The results showed that training in IPM had almost no effects on yields. However, according to [3] , several developing countries experienced successfully IPM projects. This is the case of Zimbabwe where average yield of 1.5 tons/ha of grain cotton was reported in IPM plots as compared to 0.7 ton/ha in non-IMP plots. During our study, contrary to the three years before the training and also the years 2006 and 2008 after the training, the year 2007 has been characterized by floods and severe droughts pockets in Burkina Faso and particularly in the Houet province where we conducted our study. This situation has negatively affected yields during this year. Also, we estimated the average yield after the training by considering the years 2006, 2007 and 2008. This is why most of the groups have obtained low yields after training compared to yields before the training. Indeed, the adoption and success of the technologies promoted by the IPM program are limited by the many constraints that minimize the positive effects on yields after the training. Agricultural equipment was identified by farmers as the top (29.4% of all constraints) constraint. Small-scale cotton farmers have very limited debt capacity and the pay back of the inputs represents 41% of their total incomes. Thus, only 10% of this is reinvested in equipment [6] . The consequences of this constraint plus those of minor constraints negatively affect the adoption of the technologies promoted by the IPM program.
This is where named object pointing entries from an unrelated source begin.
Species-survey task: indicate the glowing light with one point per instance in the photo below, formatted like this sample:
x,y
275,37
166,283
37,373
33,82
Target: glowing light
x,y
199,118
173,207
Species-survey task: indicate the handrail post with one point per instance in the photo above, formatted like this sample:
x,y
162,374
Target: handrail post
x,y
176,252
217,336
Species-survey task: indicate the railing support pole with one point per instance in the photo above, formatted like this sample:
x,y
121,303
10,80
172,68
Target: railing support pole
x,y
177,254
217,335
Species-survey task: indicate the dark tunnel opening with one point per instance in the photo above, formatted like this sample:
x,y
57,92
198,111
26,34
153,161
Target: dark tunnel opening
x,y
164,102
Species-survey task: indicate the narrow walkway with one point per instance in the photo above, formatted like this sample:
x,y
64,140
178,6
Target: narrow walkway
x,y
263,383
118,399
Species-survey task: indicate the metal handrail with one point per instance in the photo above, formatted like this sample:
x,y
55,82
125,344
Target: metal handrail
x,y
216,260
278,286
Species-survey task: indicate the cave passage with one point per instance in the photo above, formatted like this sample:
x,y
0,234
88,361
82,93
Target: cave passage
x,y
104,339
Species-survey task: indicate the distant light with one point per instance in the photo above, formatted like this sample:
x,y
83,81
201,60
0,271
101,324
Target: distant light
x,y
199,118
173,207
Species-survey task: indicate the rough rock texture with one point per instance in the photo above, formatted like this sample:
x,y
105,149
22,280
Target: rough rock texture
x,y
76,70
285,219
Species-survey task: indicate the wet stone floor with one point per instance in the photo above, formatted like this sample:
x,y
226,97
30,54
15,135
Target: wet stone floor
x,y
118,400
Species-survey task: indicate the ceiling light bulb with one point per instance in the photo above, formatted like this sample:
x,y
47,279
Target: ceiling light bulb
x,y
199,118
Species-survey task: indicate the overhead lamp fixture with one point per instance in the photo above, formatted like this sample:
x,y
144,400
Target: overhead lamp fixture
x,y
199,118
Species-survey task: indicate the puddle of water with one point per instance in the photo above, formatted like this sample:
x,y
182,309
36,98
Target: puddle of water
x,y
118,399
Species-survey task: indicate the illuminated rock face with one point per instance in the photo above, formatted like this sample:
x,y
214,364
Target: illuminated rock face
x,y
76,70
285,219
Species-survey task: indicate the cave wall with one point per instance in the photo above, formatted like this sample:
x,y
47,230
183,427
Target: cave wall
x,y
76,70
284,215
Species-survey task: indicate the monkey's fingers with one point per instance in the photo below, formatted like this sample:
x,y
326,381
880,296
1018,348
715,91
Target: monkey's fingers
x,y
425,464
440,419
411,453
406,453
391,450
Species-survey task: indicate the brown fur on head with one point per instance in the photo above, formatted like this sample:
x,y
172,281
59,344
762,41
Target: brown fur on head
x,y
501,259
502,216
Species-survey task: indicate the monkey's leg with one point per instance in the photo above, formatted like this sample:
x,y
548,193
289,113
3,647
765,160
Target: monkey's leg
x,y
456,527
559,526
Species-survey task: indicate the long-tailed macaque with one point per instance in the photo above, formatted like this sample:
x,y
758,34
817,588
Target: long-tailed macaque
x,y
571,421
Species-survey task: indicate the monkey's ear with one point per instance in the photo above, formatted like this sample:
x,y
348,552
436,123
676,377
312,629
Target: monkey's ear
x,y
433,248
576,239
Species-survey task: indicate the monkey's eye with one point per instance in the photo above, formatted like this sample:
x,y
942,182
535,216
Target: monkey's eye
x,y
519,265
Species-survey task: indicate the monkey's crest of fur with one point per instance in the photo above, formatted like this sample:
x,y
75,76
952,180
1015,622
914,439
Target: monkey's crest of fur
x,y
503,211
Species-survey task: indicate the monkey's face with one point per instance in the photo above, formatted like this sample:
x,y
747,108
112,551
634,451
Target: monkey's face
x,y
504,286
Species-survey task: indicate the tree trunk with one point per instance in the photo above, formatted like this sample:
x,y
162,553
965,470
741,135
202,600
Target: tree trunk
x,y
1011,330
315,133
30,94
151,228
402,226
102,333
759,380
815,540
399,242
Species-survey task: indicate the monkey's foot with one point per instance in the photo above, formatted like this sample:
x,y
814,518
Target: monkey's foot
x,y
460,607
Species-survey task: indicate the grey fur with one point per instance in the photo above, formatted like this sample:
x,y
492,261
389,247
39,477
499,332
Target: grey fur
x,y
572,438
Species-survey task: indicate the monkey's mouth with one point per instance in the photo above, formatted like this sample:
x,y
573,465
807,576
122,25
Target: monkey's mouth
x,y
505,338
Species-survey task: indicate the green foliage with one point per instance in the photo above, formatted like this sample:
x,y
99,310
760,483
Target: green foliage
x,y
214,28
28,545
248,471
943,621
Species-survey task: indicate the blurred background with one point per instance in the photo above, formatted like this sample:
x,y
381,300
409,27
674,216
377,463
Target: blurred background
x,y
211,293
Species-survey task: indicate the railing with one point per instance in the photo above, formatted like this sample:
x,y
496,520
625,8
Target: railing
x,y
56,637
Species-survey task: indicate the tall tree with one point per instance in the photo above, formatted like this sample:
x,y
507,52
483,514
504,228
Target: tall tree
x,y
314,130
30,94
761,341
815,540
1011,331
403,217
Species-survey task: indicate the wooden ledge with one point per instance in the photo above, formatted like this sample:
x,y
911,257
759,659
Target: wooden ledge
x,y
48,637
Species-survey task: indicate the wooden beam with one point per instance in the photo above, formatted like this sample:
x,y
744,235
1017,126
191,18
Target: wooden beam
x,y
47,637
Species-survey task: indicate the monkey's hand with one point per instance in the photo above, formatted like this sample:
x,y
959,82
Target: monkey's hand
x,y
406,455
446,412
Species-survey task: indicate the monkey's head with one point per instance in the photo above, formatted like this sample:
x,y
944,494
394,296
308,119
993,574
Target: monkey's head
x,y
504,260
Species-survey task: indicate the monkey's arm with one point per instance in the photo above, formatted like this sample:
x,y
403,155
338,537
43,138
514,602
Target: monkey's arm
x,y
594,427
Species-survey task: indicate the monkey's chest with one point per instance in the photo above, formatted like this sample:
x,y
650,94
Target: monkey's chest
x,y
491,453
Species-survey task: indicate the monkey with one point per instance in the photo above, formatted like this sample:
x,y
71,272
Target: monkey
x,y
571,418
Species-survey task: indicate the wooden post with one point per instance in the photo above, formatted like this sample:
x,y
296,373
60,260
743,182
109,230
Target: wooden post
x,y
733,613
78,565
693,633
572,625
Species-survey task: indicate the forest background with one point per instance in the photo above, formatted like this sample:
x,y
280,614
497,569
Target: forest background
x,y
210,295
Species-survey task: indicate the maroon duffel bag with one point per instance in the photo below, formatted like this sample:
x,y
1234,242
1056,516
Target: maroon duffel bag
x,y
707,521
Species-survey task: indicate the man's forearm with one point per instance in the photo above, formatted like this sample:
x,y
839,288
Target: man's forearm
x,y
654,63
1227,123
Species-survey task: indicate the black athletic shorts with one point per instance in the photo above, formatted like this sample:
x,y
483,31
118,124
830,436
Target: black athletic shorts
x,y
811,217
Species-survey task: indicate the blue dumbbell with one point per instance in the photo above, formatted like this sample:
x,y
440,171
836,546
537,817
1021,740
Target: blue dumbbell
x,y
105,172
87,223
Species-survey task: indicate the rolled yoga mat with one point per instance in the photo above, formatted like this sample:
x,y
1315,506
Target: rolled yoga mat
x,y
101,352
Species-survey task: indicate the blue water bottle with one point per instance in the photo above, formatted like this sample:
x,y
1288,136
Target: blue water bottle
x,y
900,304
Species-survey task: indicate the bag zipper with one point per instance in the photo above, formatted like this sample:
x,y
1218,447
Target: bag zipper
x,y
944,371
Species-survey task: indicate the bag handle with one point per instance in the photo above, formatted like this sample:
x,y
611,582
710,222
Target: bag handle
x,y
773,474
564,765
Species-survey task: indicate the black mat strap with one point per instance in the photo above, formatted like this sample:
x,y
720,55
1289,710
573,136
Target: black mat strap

5. Conclusions and Recommendations
This study clearly showed how the participatory training in IPM through the Farmers’ Field Schools in cotton-based cropping systems has resulted in the adoption of good agricultural practices that will in the long term improve the overall management of their farms. Meanwhile, several constraints remain unsolved. For these constraints to be resolved, all stakeholders need to work together.
Acknowledgements
We thank Mrs. Marie Noëlle Koyara, FAO Representative in Burkina Faso for allowing the publication of these results. This study was funded by the All ACP cotton intensification and diversification cropping systems project. We thank Dr. Caterina Batello from FAO, Rome for providing the necessary funds for this work. The first draft of this manuscript was reviewed by Dr. E.A. Heinrichs. We also thank Célestin Kaboré and Bernard Oula Ouattara for their assistance in the gathering of the data.